SHA-256 doesn't follow a uniform distribution?

Question

I have been playing with SHA-2-256 in Julia and I noticed that the hashes produced don't appear to follow a uniform distribution. My understanding of secure hashing algorithms is that they should approximate a uniform distribution well, so they are not predictable.

Here is the Julia code I'm using:

using BitIntegers, Distributions, HypothesisTests, Random, SHA
function sha256_rounds()
    rounds::Array{Array{UInt8,1}} = Array{Array{UInt8,1}}(undef, 10000) # 10000 Samples
    hash::Array{UInt8} = Array{UInt8}(undef, 64) # 64-byte array
for i = 1:10000
    hash = sha2_256(string(rand(UInt64), base = 16)) # Random number, convert to hex string, then seed
    rounds[i] = hash
end

return rounds

end
sha256_str_vals = [join([string(x, base = 16) for x in y]) for y in sha256_rounds()] # Stitch the bytes together into strings
sha256_num_vals_control = [parse(UInt256, x, base = 16) for x in sha256_str_vals] # Get the numerical value from the strings
OneSampleADTest(sha256_num_vals, Uniform()) # One sample Anderson-Darling test

And the result of the test:

One sample Anderson-Darling test
--------------------------------
Population details:
    parameter of interest:   not implemented yet
    value under h_0:         NaN
    point estimate:          NaN
Test summary:
    outcome with 95% confidence: reject h_0
    one-sided p-value:           <1e-7
Details:
    number of observations:   10000
    sample mean:              8.73991847621225e75
    sample SD:                2.2742656031884893e76
    A² statistic:             Inf

To me this says that the produced hashes do not conform to a uniform distribution. Am I using the test incorrectly, or is my sample faulty?
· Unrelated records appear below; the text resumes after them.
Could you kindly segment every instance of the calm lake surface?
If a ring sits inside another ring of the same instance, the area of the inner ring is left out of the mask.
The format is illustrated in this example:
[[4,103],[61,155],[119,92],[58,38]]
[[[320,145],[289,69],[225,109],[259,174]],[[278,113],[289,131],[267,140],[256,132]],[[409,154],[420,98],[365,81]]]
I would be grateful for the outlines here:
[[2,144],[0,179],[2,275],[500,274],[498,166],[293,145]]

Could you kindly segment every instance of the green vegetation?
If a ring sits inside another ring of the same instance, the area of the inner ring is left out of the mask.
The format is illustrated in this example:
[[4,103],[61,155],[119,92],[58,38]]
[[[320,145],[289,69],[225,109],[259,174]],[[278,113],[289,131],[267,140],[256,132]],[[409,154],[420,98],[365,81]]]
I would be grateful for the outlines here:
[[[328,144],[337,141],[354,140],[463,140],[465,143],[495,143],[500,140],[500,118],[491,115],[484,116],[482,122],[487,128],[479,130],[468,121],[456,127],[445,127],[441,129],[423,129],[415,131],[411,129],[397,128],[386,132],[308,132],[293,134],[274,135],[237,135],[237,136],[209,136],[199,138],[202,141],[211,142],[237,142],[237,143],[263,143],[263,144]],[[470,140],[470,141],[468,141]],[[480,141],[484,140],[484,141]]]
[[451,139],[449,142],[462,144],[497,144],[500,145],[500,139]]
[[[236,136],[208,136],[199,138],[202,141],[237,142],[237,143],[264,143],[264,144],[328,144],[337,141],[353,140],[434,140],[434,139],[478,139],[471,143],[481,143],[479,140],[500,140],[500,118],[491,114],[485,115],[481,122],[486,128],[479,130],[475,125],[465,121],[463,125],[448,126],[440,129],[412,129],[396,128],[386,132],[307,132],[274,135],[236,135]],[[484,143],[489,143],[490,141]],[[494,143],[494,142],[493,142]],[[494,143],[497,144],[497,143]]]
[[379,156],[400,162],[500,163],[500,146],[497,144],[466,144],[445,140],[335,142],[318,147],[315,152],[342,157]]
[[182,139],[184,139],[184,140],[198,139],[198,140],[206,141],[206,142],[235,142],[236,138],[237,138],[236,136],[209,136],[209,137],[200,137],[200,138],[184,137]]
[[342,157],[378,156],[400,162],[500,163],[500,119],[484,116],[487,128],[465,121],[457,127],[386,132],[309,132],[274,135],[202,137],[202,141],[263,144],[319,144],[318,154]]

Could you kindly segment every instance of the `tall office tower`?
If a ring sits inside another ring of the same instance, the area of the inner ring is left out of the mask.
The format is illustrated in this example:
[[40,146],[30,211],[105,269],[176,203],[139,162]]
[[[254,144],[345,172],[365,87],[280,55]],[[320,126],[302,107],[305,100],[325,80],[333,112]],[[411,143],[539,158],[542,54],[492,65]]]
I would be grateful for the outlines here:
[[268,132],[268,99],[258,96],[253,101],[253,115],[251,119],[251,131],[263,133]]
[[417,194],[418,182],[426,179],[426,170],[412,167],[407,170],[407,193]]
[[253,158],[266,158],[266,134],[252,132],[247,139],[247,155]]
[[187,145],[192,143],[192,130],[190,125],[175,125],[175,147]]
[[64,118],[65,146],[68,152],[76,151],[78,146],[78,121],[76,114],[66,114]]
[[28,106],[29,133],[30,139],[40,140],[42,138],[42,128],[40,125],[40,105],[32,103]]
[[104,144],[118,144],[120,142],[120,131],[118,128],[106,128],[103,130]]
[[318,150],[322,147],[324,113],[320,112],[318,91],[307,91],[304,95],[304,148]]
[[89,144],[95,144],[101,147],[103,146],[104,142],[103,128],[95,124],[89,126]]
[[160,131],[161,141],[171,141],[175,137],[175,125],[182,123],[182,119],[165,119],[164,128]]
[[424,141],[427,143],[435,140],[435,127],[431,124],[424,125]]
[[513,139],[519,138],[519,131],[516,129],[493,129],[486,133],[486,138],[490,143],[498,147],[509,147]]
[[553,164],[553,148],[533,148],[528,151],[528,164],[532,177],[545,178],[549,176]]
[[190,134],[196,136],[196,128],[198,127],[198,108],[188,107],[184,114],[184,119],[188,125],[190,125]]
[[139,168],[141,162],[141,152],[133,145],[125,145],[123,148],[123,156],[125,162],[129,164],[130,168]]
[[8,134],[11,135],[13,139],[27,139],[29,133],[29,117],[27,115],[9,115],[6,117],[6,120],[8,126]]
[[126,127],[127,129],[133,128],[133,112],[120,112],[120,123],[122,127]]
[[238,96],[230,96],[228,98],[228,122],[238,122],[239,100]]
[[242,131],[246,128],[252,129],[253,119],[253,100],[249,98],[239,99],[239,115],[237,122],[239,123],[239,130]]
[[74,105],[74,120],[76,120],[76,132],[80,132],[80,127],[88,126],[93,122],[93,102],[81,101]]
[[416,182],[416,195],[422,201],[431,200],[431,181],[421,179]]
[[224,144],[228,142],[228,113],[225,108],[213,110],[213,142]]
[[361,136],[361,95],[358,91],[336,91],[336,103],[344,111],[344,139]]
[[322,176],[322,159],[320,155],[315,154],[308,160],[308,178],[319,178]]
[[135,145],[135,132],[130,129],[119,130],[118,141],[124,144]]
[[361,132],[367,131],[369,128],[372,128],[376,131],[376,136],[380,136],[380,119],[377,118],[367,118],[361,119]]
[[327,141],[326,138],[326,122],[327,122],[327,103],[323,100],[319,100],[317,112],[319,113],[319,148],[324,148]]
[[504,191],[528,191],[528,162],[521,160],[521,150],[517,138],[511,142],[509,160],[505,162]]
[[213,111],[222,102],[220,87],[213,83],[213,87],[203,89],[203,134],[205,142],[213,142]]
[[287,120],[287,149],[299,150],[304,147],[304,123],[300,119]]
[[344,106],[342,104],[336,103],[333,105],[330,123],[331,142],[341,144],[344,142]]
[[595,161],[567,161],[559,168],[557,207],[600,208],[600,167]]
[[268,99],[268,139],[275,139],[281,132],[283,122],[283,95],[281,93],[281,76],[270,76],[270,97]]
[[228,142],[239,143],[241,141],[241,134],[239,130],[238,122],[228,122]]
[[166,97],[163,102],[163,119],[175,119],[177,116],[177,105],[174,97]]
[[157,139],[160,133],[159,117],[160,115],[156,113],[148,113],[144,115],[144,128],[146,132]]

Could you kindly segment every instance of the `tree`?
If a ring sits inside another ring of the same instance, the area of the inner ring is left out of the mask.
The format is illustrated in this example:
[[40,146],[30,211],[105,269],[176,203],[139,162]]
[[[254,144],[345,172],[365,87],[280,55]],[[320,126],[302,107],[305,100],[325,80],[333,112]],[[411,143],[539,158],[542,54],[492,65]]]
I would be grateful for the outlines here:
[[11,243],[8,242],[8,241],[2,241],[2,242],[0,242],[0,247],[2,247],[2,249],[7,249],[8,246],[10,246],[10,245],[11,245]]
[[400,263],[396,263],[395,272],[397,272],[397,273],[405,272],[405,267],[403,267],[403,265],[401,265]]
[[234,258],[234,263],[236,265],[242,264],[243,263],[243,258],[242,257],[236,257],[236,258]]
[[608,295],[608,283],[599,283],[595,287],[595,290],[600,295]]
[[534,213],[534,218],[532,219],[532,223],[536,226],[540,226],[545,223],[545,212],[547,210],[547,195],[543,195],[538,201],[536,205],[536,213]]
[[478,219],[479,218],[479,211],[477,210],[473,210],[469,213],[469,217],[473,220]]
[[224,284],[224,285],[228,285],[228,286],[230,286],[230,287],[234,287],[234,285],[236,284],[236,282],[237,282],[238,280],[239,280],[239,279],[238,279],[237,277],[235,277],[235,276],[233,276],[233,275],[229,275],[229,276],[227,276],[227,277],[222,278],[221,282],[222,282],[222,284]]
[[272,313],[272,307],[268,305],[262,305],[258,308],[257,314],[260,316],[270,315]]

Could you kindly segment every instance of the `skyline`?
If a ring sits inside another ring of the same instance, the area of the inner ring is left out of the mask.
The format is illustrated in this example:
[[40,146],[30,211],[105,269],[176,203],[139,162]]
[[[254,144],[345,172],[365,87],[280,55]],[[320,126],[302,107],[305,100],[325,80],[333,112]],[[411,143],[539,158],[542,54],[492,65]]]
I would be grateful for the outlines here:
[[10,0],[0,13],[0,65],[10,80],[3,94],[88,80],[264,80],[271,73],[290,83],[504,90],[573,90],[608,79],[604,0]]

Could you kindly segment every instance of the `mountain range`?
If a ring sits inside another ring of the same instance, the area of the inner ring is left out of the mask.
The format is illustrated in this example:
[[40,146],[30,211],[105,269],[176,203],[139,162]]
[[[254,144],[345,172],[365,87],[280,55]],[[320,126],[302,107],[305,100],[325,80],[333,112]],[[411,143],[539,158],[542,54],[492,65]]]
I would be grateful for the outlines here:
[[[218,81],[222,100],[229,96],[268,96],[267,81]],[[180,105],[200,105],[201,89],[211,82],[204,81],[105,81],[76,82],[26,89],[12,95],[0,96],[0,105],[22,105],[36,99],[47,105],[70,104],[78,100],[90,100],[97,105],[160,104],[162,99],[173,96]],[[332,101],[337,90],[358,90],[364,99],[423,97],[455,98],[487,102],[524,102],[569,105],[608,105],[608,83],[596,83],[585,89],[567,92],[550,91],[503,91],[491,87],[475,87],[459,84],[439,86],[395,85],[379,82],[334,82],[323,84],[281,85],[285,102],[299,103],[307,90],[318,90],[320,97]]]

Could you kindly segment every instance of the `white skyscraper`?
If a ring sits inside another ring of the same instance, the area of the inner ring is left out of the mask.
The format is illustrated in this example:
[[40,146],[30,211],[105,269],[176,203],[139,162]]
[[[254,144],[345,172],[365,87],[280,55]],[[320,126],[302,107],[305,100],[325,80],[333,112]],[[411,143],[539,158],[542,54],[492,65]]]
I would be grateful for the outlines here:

Thank you for your thoughts.

Answer 1

Again, we are not a code review site, especially for code in a language seldom used for cryptography. And there are obvious issues with the code:

• sha256_num_vals_control is computed but not used, when presumably the intend was that it is.
• I can see neither an attempt to normalize the generated material to interval $[0,1)$, nor an input to OneSampleADTest specifying a range.

I conclude the samples for OneSampleADTest are not formatted as expected for this test. Malformed in, garbage out.

Even if the samples were correctly formatted, cryptography would not care for bugs in OneSampleADTest in a certain version of Julia and the library used. It would care for a valid claim that SHA-256 output for distinct inputs prepared independently of the constants in SHA-256 can be distinguished from random. But such extraordinary claim would need extraordinary evidence. And as a preliminary, a description independent of the language and it's libraries.